Please help me on this and let me know if this is possible or not. Because Google has also provided one to one template. Not many to many Template (e.g Three topic - Three BQ Table (three data pipeleine) , n-n).

import logging
import os
import json
from google.cloud import storage
from apache_beam import Pipeline, ParDo, DoFn
from apache_beam.io import ReadFromPubSub, WriteToBigQuery, BigQueryDisposition
from apache_beam.options.pipeline_options import PipelineOptions, StandardOptions, WorkerOptions, GoogleCloudOptions, \
    SetupOptions


def _get_storage_service():
    storage_client = storage.Client \
        .from_service_account_json(
        json_credentials_path='C:\Users\dneema\PycharmProjects\iot_dataflow\df_stm_iot_pubsub_bq\service_account_credentials.json')
    print('storage service fetched')
    return storage_client


class RuntimeOptions(PipelineOptions):

    def __init__(self, flags=None, **kwargs):
        super(RuntimeOptions, self).__init__(flags, **kwargs)

    @classmethod
    def _add_argparse_args(cls, parser):
        parser.add_value_provider_argument('--bucket_name', type=str)
        parser.add_value_provider_argument('--config_json_path', type=str,)


class PipelineCreator:

    def __init__(self):
        self.options = PipelineOptions()
        storage_client = storage.Client.from_service_account_json(
            'service_account_credentials_updated.json')

        runtime_options = self.options.view_as(RuntimeOptions)
        bucket_name = str(runtime_options.bucket_name)
        config_json_path = str(runtime_options.config_json_path)

        # get the bucket with name
        bucket = storage_client.get_bucket(bucket_name)

        # get bucket file as blob
        blob = bucket.get_blob(config_json_path)

        # convert to string and load config
        json_data = blob.download_as_string()
        self.configData = json.loads(json_data)

        dataflow_config = self.configData['dataflow_config']
        self.options.view_as(StandardOptions).streaming = bool(dataflow_config['streaming'])
        self.options.view_as(SetupOptions).save_main_session = True

        worker_options = self.options.view_as(WorkerOptions)
        worker_options.max_num_workers = int(dataflow_config['max_num_worker'])
        worker_options.autoscaling_algorithm = str(dataflow_config['autoscaling_algorithm'])
        #worker_options.machine_type = str(dataflow_config['machine_type'])
        #worker_options.zone = str(dataflow_config['zone'])
        #worker_options.network = str(dataflow_config['network'])
        #worker_options.subnetwork = str(dataflow_config['subnetwork'])

    def run(self):
        os.environ['GOOGLE_APPLICATION_CREDENTIALS'] = 'dataflow-service-account.json'

        project_id = self.configData['project_id']
        dataset_id = self.configData['dataset_id']
        topics = self.configData['topics']
        table_ids = self.configData['bq_table_ids']
        error_table_id = self.configData['error_table_id']
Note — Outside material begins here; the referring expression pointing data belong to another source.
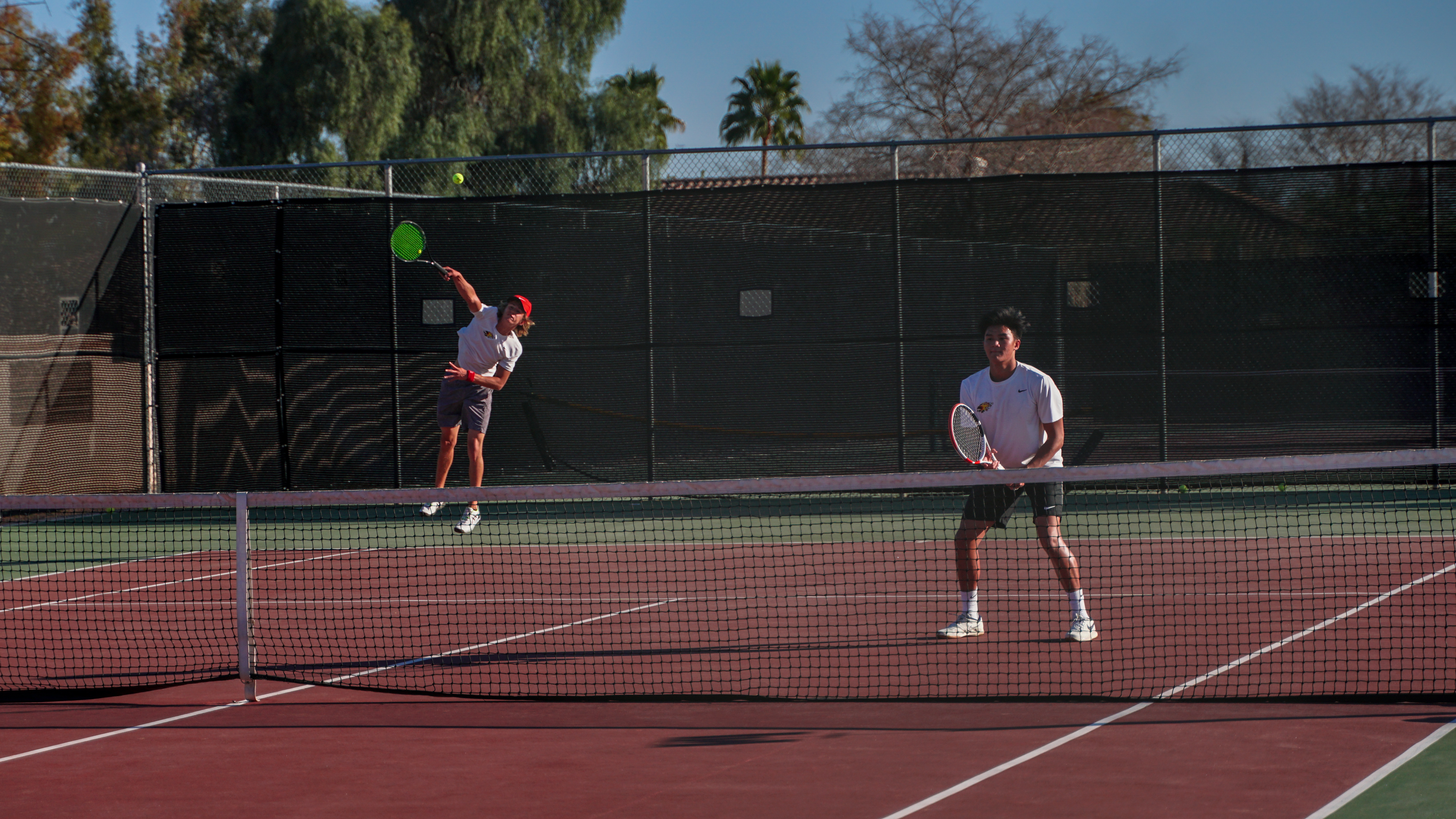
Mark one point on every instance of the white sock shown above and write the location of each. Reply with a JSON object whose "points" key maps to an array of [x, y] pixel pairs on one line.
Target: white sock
{"points": [[969, 604], [1075, 601]]}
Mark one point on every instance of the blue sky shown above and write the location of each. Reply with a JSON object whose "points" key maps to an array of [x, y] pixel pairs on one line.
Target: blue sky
{"points": [[1243, 57]]}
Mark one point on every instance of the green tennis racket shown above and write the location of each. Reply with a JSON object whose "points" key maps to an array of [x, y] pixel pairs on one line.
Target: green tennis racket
{"points": [[408, 244]]}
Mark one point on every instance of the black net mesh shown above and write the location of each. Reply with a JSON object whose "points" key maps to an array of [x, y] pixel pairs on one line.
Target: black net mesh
{"points": [[1334, 582], [825, 329]]}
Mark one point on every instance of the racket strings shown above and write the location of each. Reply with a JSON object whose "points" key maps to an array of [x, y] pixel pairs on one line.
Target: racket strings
{"points": [[969, 437]]}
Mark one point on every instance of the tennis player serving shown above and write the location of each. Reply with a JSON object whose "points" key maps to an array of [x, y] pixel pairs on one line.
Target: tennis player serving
{"points": [[1021, 410], [488, 350]]}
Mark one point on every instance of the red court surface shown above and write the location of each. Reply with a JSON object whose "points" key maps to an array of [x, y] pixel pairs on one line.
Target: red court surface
{"points": [[756, 622], [339, 753]]}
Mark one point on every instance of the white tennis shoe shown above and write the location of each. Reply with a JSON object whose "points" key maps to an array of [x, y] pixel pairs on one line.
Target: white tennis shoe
{"points": [[1083, 629], [468, 521], [965, 626]]}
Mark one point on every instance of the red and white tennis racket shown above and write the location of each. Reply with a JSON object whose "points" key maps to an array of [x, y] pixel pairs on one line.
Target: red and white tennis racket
{"points": [[970, 438]]}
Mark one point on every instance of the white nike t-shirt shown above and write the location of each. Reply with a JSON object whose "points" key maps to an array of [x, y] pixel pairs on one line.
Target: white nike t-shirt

        logger = logging.getLogger(project_id)
        logger.info(self.options.display_data())

        pipeline = Pipeline(options=self.options)

        size = len(topics)
        for index in range(size):
            print(topics[index])
            pipeline_name = "pipeline_"+str(index)
            logger.info("Launch pipeline :: "+pipeline_name)
            messages = pipeline | 'Read PubSub Message in ' + pipeline_name >> ReadFromPubSub(topic=topics[index])
            logger.info("Read PubSub Message")
            valid_messages, invalid_messages = messages  | 'Convert Messages to TableRows in ' + pipeline_name >> ParDo(TransformMessageToTableRow()).with_outputs('invalid', main='valid')
            valid_messages | 'Write Messages to BigQuery in ' + pipeline_name >> WriteToBigQuery(table=table_ids[index],
                                                                                               dataset=dataset_id,
                                                                                               project=project_id,
                                                                                          write_disposition=BigQueryDisposition.WRITE_APPEND)

        pipeline.run().wait_until_finish()

class TransformMessageToTableRow(DoFn):

    def process(self, element, *args, **kwargs):
        logging.getLogger('dataflow').log(logging.INFO, element)
        print element
        print("element type ", type(element))
        print("inside bq pardo")
        import json
        try:
            message_rows = json.loads(element)

            # if using emulator, uncomment below line
            message_rows = json.loads(message_rows)
            print 'loaded element'
        except:
            try:
                element = "[" + element + "]"
                message_rows = json.loads(element)
            except Exception as e:
                print(e)
                from apache_beam import pvalue
                yield [pvalue.TaggedOutput('invalid', [element, str(e)])]
        print(message_rows)
        print("message rows", type(message_rows))
        if not isinstance(message_rows, list):
            message_rows = [message_rows]
        #rows = list()
        if isinstance(message_rows, list):

            for row in message_rows:
                try:
                    new_row = dict()
                    for k, v in row.items():
                        new_row[str(k)] = v
                    #rows.append(new_row)
                    print(new_row)
                    yield new_row
                except Exception as e:
                    print(e)
                    from apache_beam import pvalue
                    yield pvalue.TaggedOutput('invalid', [row, str(e)])

if __name__ == '__main__':
        PipelineCreator().run()

Here Runtime argument as bucket_name and config_json_path for all the configuration related stuffs like Dataset, BQ table, Topics/ Subscription and all Workflow options.

This is possible or not ? Because Google has also provided one to one template. Not many to many Template (e.g Three topic - Three BQ Table (three data pipeleine) , n-n).

1

1 Answers

0
votes

Regarding this previously answered thread Unable to run multiple Pipelines in desired order by creating template in Apache Beam, you can run only one pipeline inside a template at any time. You'll have to delegate the template creation to another service and pass the configuration with it, just follow the link inside the thread and you'll have How To examples.